Por Elinaldo Renovato de Lima
Quando a Assembleia de Deus no Brasil completa 100 anos, é altamente gratificante vê-la buscando fazer uma avaliação de seu posicionamento, em meio ao contexto eclesiástico, social, institucional e como organização, perante a sociedade, face seus elevados objetivos e sua insigne missão, concedida pelo Senhor Jesus Cristo. Entendemos ser oportuno enfocar o tema desse artigo a partir de três perguntas, que são bastante conhecidas no meio filosófico, quando aplicadas ao homem, à sua origem, ao desenvolvimento e ao destino.
Assembleia de Deus nos seus primórdios
Oriunda de uma matriz ultraconservadora de influência europeia, os pioneiros da AD no Brasil imprimiram, na mente e no comportamento dos fieis que aceitavam a Cristo em meio ao avivamento pentecostal, um estilo de vida altamente recatado, pleno de zelo e dedicação. Era um comportamento que deles se esperava e se cobrava até rigor excessivo.

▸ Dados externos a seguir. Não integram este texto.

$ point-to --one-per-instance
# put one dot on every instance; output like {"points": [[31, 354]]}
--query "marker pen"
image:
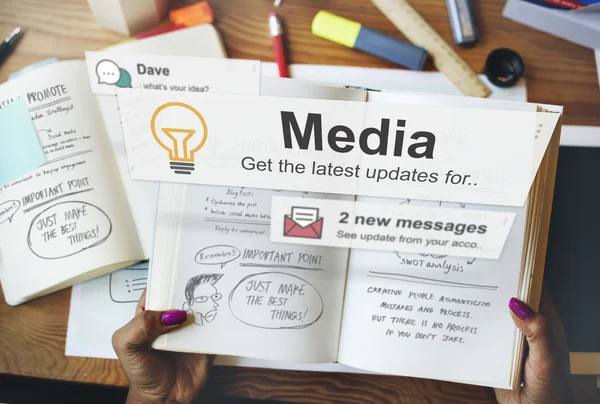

Era seus primórdios, de certa forma, não havia diferenciação entre comportamento, usos, costumes e doutrina. Quem aceitava a Cristo tinha que mudar, não apenas a forma de pensar, mas todo o seu comportamento, que incluía a maneira de vestir-se – os usos de adereços, por parte das mulheres; e os homens, via de regra, trajavam-se de modo muito sóbrio, tendo em vista que se levava a sério essa questão. Não havia diferença entre doutrina e costume. Tudo era doutrina.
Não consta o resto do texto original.